Validation behaviour

validate=True (default): regex locates, checksum confirms. Matches with invalid checksums are returned with valid=False and are not replaced by clean().

validate=False: shape-match only. This is useful for catching likely PII even when the value is truncated or encoded.

Stable tokens

s = Scrubber(stable_tokens=True)
s.clean("NIE X1234567L appears again as X1234567L")
# → "NIE {{ES_NIE_1}} appears again as {{ES_NIE_1}}"

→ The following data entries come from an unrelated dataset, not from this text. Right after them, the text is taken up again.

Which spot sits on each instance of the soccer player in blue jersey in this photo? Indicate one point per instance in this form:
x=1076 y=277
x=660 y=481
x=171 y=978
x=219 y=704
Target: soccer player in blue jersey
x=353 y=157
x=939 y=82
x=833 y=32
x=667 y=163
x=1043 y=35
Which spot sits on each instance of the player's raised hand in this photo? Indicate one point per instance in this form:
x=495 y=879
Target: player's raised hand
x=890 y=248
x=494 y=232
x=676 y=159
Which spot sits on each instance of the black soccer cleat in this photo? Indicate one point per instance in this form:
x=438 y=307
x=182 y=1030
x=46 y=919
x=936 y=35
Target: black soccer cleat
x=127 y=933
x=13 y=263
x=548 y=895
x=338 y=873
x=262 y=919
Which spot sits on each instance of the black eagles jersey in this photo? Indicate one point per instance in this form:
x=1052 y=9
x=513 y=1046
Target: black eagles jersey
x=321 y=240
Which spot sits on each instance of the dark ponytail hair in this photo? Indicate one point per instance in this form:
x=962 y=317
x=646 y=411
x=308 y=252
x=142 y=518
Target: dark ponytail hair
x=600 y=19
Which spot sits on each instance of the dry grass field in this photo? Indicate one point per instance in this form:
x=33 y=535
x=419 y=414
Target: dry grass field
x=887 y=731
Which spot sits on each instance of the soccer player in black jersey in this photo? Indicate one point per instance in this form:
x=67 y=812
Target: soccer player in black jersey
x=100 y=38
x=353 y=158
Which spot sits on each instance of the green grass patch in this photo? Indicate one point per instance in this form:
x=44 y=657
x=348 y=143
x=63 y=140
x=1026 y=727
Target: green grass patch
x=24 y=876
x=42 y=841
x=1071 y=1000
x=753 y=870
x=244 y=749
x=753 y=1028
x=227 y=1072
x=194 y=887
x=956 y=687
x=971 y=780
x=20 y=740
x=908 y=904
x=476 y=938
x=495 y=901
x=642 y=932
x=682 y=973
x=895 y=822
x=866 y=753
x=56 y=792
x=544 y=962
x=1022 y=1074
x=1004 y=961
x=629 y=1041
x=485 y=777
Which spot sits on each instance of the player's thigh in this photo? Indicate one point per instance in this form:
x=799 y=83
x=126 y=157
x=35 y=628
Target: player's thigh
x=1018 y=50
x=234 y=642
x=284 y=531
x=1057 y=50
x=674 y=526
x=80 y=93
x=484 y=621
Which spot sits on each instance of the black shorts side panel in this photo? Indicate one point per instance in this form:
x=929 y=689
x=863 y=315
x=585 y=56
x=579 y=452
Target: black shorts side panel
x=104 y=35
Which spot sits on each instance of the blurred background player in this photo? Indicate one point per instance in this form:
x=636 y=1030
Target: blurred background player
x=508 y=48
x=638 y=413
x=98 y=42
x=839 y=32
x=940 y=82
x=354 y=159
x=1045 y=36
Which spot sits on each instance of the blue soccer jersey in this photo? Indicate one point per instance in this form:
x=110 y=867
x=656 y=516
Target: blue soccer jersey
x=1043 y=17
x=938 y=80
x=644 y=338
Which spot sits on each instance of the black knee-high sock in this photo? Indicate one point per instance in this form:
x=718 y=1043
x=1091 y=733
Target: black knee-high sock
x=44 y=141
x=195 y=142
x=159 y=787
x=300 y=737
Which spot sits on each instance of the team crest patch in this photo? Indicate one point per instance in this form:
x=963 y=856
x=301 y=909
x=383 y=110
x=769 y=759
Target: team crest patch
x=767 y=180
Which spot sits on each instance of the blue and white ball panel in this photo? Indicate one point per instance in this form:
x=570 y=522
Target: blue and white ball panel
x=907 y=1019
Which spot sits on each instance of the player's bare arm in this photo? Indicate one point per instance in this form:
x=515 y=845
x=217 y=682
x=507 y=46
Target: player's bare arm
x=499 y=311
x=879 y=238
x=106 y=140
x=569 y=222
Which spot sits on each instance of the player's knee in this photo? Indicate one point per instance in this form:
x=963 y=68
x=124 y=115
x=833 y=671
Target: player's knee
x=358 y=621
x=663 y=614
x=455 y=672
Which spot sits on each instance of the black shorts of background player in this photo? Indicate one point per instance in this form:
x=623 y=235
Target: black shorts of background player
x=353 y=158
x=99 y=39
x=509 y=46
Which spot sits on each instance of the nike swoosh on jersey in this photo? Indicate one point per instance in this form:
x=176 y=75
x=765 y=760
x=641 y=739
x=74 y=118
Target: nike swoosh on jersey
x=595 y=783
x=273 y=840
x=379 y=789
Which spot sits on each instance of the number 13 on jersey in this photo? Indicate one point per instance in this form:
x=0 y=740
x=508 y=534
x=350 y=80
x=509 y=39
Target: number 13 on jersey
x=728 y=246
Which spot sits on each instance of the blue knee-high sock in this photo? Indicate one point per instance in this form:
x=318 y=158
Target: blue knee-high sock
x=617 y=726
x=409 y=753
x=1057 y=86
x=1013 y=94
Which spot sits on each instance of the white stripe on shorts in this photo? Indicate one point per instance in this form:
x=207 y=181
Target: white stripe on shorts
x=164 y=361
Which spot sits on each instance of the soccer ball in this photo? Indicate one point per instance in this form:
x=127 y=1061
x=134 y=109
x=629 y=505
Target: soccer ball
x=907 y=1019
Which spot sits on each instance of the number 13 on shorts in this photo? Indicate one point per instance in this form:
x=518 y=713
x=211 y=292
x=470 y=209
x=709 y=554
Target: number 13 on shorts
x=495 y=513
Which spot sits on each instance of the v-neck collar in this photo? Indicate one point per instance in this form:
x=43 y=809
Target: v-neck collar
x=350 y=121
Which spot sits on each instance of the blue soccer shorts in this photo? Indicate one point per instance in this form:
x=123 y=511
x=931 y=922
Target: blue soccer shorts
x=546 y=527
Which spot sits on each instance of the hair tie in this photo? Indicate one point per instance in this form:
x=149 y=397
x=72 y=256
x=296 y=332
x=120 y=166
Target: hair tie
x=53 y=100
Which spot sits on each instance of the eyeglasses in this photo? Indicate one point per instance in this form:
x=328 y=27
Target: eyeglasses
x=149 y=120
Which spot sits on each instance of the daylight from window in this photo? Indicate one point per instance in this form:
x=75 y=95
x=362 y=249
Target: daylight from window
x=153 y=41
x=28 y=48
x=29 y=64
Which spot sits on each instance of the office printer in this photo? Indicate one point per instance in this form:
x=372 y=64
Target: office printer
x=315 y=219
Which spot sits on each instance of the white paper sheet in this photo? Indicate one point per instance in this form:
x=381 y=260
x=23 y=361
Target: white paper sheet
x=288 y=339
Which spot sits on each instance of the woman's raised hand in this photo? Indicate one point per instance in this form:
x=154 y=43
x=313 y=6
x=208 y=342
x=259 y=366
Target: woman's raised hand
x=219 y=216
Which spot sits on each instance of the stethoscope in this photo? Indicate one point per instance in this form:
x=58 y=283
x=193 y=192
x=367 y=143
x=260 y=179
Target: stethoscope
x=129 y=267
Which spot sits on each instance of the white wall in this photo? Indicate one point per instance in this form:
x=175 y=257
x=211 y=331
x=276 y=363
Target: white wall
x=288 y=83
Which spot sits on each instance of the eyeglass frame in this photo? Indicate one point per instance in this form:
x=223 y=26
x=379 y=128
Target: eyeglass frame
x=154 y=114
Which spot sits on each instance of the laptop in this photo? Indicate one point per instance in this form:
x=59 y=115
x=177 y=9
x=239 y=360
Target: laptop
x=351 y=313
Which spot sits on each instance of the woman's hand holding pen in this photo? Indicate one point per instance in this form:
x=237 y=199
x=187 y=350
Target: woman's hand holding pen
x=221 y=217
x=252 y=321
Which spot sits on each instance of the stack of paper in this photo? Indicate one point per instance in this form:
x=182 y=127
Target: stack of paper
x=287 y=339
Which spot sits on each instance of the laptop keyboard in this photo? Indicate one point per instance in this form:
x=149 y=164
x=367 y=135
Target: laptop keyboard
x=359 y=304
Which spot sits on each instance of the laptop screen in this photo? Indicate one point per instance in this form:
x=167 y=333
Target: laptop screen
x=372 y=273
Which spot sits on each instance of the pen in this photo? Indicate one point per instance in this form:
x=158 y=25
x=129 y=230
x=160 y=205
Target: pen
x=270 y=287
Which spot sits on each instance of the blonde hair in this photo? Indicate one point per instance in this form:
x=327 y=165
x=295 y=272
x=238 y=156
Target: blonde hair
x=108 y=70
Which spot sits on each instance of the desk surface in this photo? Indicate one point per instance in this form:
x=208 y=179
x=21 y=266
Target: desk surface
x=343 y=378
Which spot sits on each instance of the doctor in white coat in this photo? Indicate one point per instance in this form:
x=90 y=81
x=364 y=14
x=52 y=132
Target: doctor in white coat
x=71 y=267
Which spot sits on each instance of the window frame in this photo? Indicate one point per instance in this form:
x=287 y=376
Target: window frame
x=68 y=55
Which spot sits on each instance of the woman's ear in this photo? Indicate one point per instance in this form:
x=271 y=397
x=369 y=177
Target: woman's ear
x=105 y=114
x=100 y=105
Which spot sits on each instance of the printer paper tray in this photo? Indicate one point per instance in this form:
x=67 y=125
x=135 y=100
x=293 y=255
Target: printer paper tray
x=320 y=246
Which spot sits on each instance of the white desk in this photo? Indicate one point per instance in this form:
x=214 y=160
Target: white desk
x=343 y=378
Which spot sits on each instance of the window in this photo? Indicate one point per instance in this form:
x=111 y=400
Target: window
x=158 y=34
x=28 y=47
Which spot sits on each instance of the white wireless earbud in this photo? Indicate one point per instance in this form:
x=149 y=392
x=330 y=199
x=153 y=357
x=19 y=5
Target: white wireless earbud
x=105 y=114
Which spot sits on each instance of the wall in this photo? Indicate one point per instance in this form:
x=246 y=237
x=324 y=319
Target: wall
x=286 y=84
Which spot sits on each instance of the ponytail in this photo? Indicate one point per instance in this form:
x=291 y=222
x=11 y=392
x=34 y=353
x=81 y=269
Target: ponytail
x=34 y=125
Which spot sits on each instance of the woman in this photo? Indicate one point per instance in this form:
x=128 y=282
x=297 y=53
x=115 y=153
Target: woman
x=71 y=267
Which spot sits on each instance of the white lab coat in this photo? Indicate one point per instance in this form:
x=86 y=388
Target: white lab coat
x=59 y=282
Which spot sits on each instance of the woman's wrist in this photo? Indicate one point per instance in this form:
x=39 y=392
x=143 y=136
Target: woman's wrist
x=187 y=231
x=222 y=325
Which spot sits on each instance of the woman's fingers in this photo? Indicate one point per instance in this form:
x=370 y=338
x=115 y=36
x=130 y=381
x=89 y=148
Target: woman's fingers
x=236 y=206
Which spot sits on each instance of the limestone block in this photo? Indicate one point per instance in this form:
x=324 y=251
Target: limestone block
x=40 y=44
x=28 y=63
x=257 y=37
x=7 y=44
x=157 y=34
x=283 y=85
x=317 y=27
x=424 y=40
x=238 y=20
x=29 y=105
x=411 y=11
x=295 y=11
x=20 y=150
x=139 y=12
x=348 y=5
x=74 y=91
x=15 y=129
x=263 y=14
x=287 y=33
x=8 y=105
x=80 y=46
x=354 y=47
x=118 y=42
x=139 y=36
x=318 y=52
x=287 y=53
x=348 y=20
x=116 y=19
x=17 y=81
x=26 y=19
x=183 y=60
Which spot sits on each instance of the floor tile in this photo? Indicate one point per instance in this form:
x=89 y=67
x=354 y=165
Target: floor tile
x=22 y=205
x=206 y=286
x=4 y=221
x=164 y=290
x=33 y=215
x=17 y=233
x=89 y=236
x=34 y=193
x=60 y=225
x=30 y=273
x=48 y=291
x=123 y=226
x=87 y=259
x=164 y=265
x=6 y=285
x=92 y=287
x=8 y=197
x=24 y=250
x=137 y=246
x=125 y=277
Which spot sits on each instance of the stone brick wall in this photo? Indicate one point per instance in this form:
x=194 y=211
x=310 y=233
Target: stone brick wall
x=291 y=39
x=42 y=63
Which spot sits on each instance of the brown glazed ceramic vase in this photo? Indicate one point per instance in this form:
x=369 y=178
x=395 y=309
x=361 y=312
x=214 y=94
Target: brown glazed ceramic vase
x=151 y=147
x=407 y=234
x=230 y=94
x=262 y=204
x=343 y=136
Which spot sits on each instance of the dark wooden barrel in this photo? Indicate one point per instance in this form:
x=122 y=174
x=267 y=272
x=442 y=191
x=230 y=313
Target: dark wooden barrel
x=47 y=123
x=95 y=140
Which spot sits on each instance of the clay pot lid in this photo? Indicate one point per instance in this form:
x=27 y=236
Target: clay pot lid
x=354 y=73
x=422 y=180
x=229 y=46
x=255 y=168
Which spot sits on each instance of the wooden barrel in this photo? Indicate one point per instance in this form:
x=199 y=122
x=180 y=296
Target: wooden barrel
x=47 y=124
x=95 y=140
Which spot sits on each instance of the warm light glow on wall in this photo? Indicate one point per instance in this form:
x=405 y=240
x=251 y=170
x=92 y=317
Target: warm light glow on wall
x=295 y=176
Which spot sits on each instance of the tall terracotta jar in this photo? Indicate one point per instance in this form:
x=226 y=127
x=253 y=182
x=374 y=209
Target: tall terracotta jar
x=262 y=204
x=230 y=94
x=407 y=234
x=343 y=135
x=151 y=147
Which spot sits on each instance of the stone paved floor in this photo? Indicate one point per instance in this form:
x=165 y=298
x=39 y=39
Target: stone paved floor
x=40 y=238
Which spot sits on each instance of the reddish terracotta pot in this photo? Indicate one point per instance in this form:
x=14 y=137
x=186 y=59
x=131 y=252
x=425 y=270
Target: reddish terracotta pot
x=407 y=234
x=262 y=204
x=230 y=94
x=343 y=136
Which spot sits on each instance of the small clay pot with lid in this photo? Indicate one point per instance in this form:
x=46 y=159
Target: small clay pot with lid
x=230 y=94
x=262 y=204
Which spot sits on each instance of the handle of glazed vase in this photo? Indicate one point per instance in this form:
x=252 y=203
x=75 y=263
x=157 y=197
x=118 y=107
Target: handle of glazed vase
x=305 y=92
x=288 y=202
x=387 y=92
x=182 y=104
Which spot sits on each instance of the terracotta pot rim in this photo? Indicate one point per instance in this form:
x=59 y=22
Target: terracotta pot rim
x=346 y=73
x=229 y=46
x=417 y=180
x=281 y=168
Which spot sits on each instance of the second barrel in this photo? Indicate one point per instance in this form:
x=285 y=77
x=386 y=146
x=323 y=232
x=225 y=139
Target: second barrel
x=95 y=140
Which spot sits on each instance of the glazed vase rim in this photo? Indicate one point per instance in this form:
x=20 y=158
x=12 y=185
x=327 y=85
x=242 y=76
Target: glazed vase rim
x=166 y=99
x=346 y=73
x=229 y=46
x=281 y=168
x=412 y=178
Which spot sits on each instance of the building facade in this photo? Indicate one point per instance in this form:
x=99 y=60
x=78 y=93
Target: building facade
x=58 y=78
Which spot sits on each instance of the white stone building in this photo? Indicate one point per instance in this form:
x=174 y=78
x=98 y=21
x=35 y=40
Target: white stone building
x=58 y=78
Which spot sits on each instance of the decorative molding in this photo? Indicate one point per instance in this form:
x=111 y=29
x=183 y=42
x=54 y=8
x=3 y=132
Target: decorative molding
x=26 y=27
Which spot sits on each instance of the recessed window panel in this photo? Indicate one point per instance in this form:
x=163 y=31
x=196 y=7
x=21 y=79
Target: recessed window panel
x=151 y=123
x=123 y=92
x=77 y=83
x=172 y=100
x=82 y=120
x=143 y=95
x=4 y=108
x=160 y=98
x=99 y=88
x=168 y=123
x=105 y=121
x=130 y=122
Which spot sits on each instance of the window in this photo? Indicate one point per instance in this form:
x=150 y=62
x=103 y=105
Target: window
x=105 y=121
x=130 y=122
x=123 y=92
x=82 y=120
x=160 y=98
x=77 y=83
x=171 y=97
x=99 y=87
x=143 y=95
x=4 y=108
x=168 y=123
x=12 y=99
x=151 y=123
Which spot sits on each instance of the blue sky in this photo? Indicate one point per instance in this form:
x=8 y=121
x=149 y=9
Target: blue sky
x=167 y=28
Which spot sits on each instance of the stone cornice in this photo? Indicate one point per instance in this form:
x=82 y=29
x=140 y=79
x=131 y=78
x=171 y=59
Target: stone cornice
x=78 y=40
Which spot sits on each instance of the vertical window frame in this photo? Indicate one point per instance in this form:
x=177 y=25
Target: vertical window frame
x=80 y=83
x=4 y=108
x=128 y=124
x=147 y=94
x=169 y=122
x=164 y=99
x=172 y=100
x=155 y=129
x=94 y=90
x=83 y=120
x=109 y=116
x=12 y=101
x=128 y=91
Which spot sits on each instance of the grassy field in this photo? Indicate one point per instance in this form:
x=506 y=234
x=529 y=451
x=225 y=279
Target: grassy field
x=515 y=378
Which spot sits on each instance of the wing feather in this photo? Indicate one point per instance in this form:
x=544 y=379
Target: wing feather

Normalized equivalents (e.g. spaced vs. compact IBAN) map to the same token index. The counter resets each clean() call unless you pass a persistent TokenMap:

from piigex.tokens import TokenMap
tm = TokenMap()
s.clean(doc1, token_map=tm)
s.clean(doc2, token_map=tm)  # same values → same indices across both docs

When NOT to use this library

piigex only detects structured identifiers: tax codes, account numbers, social security numbers, and other formats that have a defined shape and a checksum algorithm.

It will not detect:

  • Names, organizations, or postal addresses (no NER)
  • Dates of birth written in natural language
  • Free-form sensitive content

If you need any of that, look at Microsoft Presidio or a spaCy-based NER pipeline. Those tools require ML models. piigex deliberately does not.


Documentation


Scope

Structured identifiers only. No NER, no ML. EU country coverage in v1, US planned for v2. The only runtime dependency is python-stdnum.